El calor era insoportable y las llamas cada vez estaban más cerca de nosotros. Sentí el ardor de una de mis manos, estaba quemada pero no me había dado cuenta hasta entonces. Seguramente me había quemado al tratar de mover la viga que aprisionaba a la niña. El humo y el calor hacían irrespirable el reducido espacio en que nos encontrábamos. Supe, en aquel momento que no íbamos a salir de allí, o por lo menos, que las posibilidades eran muy remotas. Me arrodillé junto a la niña, le tomé su mano ennegrecida y le sonreí. La chica me devolvió la sonrisa casi con un esfuerzo sobrehumano. Su rostro estaba negro y en gran parte presentaba quemaduras en carne viva. Parte del cabello, largo y negro, estaba chamuscado. Debía de ser una niña muy linda, pero ahora, entre las quemaduras de su rostro algo hinchado y el miedo y el dolor plasmados en sus expresiones, no parecía serlo tanto.
- ¿Usted me va a sacar de acá? –logró preguntarme. El corazón casi se me parte de pena. Miré a mí alrededor, a esa jaula infernal que nos mantenía atrapados y creo que me puse a llorar. No puedo afirmarlo pues en un principio creí que el humo me provocaba las lágrimas. Finalmente asentí con la cabeza.
- Sí –le dije-. Mis compañeros están trabajando en eso. Ellos apagarán el fuego y saldremos.
¿Qué podía decirle? ¿Que era muy probable que muriéramos asfixiados y luego carbonizados, si es que no nos carbonizábamos primero? No, no podía decirle eso. Del otro lado, desde la otra realidad, escuchaba los gritos desesperados de mis compañeros. Uno tenía su experiencia y sabía reconocer cuando los gritos eran de júbilo y cuando de frustración. Pude reconocer la voz de Ianuzzi lamentándose, gritando que era imposible controlar el fuego. En ese momento hubo una explosión, una gran llamarada y un sacudón. El fuego intensificó su fuerza. Ahora sí, terminaba de convencerme de que no saldríamos.
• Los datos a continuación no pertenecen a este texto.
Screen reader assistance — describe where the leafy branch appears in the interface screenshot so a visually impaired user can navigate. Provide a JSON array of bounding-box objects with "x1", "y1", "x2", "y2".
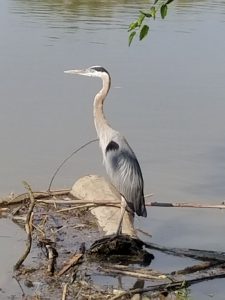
[{"x1": 128, "y1": 0, "x2": 174, "y2": 46}]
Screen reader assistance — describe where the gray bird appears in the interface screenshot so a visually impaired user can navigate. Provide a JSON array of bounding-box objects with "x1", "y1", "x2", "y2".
[{"x1": 64, "y1": 66, "x2": 147, "y2": 234}]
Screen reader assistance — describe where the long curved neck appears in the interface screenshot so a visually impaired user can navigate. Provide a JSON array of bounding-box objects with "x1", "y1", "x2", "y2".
[{"x1": 94, "y1": 74, "x2": 113, "y2": 144}]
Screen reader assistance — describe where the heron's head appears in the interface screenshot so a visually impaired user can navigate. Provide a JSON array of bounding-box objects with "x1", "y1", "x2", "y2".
[{"x1": 64, "y1": 66, "x2": 109, "y2": 78}]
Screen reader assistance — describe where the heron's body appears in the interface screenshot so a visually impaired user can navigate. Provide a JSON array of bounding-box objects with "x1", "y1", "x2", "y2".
[{"x1": 66, "y1": 66, "x2": 147, "y2": 232}]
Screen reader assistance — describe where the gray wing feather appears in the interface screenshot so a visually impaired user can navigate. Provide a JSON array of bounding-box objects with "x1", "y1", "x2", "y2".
[{"x1": 104, "y1": 137, "x2": 147, "y2": 217}]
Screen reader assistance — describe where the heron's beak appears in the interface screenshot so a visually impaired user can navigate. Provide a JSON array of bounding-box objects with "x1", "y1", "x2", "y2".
[{"x1": 64, "y1": 69, "x2": 89, "y2": 76}]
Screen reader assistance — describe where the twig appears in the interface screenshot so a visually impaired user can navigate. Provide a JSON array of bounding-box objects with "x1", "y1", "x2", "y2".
[
  {"x1": 14, "y1": 181, "x2": 35, "y2": 270},
  {"x1": 62, "y1": 283, "x2": 68, "y2": 300},
  {"x1": 48, "y1": 139, "x2": 98, "y2": 192},
  {"x1": 45, "y1": 243, "x2": 58, "y2": 275},
  {"x1": 0, "y1": 189, "x2": 70, "y2": 207},
  {"x1": 146, "y1": 202, "x2": 225, "y2": 209},
  {"x1": 170, "y1": 261, "x2": 221, "y2": 275},
  {"x1": 143, "y1": 242, "x2": 225, "y2": 263},
  {"x1": 110, "y1": 270, "x2": 225, "y2": 300},
  {"x1": 99, "y1": 265, "x2": 167, "y2": 281},
  {"x1": 12, "y1": 276, "x2": 25, "y2": 298},
  {"x1": 57, "y1": 253, "x2": 83, "y2": 276}
]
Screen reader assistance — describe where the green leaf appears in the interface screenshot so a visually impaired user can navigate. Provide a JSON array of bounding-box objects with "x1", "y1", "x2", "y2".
[
  {"x1": 128, "y1": 31, "x2": 136, "y2": 47},
  {"x1": 150, "y1": 6, "x2": 156, "y2": 19},
  {"x1": 140, "y1": 10, "x2": 152, "y2": 18},
  {"x1": 160, "y1": 4, "x2": 167, "y2": 19},
  {"x1": 128, "y1": 21, "x2": 139, "y2": 32},
  {"x1": 137, "y1": 13, "x2": 145, "y2": 27},
  {"x1": 139, "y1": 25, "x2": 149, "y2": 41}
]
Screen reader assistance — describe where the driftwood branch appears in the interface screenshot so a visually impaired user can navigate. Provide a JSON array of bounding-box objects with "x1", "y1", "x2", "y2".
[
  {"x1": 143, "y1": 242, "x2": 225, "y2": 263},
  {"x1": 0, "y1": 189, "x2": 70, "y2": 207},
  {"x1": 14, "y1": 181, "x2": 35, "y2": 270}
]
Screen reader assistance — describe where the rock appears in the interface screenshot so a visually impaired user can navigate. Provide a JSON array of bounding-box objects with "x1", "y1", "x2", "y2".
[{"x1": 71, "y1": 175, "x2": 136, "y2": 237}]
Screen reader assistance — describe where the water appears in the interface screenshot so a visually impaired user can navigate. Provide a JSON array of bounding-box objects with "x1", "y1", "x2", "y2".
[{"x1": 0, "y1": 0, "x2": 225, "y2": 299}]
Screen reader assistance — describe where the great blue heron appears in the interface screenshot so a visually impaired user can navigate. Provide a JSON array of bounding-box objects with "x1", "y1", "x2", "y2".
[{"x1": 65, "y1": 66, "x2": 147, "y2": 234}]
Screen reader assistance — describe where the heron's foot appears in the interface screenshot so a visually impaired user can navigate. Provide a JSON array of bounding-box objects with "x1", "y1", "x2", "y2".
[{"x1": 115, "y1": 225, "x2": 122, "y2": 235}]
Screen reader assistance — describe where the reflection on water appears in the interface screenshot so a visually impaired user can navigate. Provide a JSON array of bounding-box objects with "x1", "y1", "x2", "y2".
[{"x1": 0, "y1": 0, "x2": 225, "y2": 299}]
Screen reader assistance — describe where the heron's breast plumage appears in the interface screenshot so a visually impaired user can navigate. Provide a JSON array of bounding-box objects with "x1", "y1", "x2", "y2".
[{"x1": 103, "y1": 134, "x2": 147, "y2": 216}]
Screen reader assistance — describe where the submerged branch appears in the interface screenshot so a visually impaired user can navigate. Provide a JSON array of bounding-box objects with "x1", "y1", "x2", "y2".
[{"x1": 14, "y1": 181, "x2": 35, "y2": 270}]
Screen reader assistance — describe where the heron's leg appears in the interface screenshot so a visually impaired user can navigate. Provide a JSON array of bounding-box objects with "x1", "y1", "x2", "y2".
[{"x1": 116, "y1": 196, "x2": 127, "y2": 235}]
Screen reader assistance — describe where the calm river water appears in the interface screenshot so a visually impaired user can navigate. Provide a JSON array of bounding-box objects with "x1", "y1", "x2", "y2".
[{"x1": 0, "y1": 0, "x2": 225, "y2": 299}]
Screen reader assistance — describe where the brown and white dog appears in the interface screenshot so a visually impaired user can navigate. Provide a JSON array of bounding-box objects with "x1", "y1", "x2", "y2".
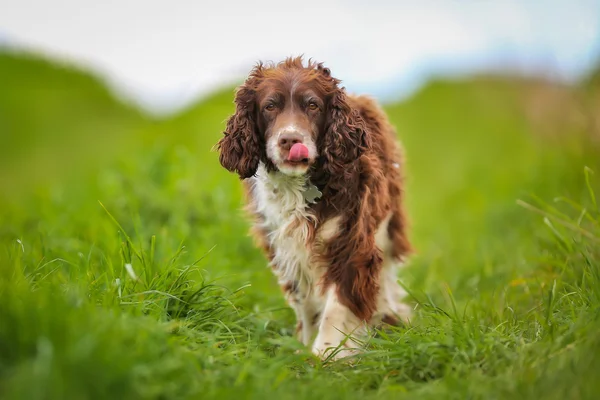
[{"x1": 217, "y1": 57, "x2": 410, "y2": 358}]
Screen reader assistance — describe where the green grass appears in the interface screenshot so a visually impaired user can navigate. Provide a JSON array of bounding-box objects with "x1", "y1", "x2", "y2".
[{"x1": 0, "y1": 54, "x2": 600, "y2": 399}]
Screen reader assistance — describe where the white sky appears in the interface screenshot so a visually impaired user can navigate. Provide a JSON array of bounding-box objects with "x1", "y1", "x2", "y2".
[{"x1": 0, "y1": 0, "x2": 600, "y2": 112}]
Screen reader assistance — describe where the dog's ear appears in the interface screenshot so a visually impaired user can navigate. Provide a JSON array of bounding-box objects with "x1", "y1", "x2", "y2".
[
  {"x1": 322, "y1": 86, "x2": 370, "y2": 176},
  {"x1": 216, "y1": 71, "x2": 263, "y2": 179}
]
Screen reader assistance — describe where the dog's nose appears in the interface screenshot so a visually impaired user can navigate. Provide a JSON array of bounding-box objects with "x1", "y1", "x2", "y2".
[{"x1": 279, "y1": 132, "x2": 303, "y2": 150}]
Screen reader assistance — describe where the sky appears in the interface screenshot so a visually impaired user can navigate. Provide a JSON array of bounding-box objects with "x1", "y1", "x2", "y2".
[{"x1": 0, "y1": 0, "x2": 600, "y2": 113}]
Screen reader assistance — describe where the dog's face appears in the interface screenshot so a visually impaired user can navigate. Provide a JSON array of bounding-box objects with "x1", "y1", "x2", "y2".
[
  {"x1": 217, "y1": 58, "x2": 367, "y2": 179},
  {"x1": 256, "y1": 71, "x2": 328, "y2": 175}
]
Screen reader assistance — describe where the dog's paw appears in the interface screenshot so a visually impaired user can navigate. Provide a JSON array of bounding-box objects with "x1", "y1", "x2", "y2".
[{"x1": 312, "y1": 339, "x2": 360, "y2": 361}]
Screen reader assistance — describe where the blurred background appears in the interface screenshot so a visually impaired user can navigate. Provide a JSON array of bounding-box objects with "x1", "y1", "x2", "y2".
[{"x1": 0, "y1": 0, "x2": 600, "y2": 398}]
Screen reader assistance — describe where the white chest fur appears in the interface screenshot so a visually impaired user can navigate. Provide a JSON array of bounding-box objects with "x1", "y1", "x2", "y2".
[{"x1": 252, "y1": 165, "x2": 317, "y2": 290}]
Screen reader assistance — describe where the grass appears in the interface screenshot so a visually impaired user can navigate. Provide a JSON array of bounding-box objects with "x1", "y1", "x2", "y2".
[{"x1": 0, "y1": 50, "x2": 600, "y2": 399}]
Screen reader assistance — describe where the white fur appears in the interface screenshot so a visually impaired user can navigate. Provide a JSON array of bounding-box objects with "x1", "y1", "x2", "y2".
[
  {"x1": 251, "y1": 164, "x2": 410, "y2": 358},
  {"x1": 253, "y1": 164, "x2": 316, "y2": 288}
]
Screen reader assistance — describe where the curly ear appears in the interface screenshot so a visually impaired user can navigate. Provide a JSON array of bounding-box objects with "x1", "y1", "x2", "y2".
[
  {"x1": 216, "y1": 83, "x2": 261, "y2": 179},
  {"x1": 323, "y1": 88, "x2": 370, "y2": 176}
]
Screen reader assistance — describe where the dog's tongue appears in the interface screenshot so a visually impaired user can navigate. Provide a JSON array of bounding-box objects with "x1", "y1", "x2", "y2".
[{"x1": 288, "y1": 143, "x2": 308, "y2": 161}]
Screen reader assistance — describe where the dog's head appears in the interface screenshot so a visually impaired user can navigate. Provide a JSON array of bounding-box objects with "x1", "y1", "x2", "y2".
[{"x1": 217, "y1": 57, "x2": 368, "y2": 179}]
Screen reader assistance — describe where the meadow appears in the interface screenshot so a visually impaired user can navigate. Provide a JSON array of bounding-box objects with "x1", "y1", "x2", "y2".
[{"x1": 0, "y1": 53, "x2": 600, "y2": 399}]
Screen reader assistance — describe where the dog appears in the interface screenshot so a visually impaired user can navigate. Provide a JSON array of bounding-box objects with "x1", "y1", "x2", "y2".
[{"x1": 216, "y1": 57, "x2": 411, "y2": 358}]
Miré de nuevo a la niña. Muy delicadamente acaricié sus cabellos chamuscados y le pregunté su nombre. “Marcela”, me dijo apenas con un hilo de voz. Volví a acariciarle la cabeza y pude esbozar otra sonrisa forzada. Tuve que hacer un esfuerzo mucho mayor para no ponerme a llorar ¿sabe? No, soltar lágrimas que podría culpar al humo y al calor, no. Ponerme a llorar como un chiquilín, sin consuelo. Las lágrimas brotaban igual de mis enrojecidos ojos, por más esfuerzo que hiciera por contenerlas, pero como dije, para eso tenía la excusa del calor y el humo. ¿Qué excusa podría poner si la niña me veía llorando como un niño asustado? Sabía que íbamos a morir sin remedio, calcinados, pero yo estaba allí para asistir a la pequeña, no para sumirla más en la desesperación y el miedo. Si íbamos a morir, lo menos que podía hacer yo era que la muerte la encontrara sin que ella se diera cuenta; debía alejarle su miedo para que, por lo menos, muriera pensando en cosas agradables. Del otro lado, seguían los gritos desesperados de mis compañeros y de otras personas, seguramente curiosos que no podían permitirse perderse aquel espectáculo, tuviera el final que tuviera. El morbo de la gente a veces funciona a niveles muy inconscientes. Muchos están seguros que se acercan a los lugares de las catástrofes con ánimos de solidaridad, y aplauden y gritan cuando hay rescates con vida, pero en el fondo, muy en el fondo de sus mentes, lo que están esperando es la tragedia, ser testigos principales y privilegiados del dolor humano. Eso puedo asegurárselo, mire que pasé muchos años como bombero observando a la gente y sus reacciones. Podría escribir un libro entero a ese respecto.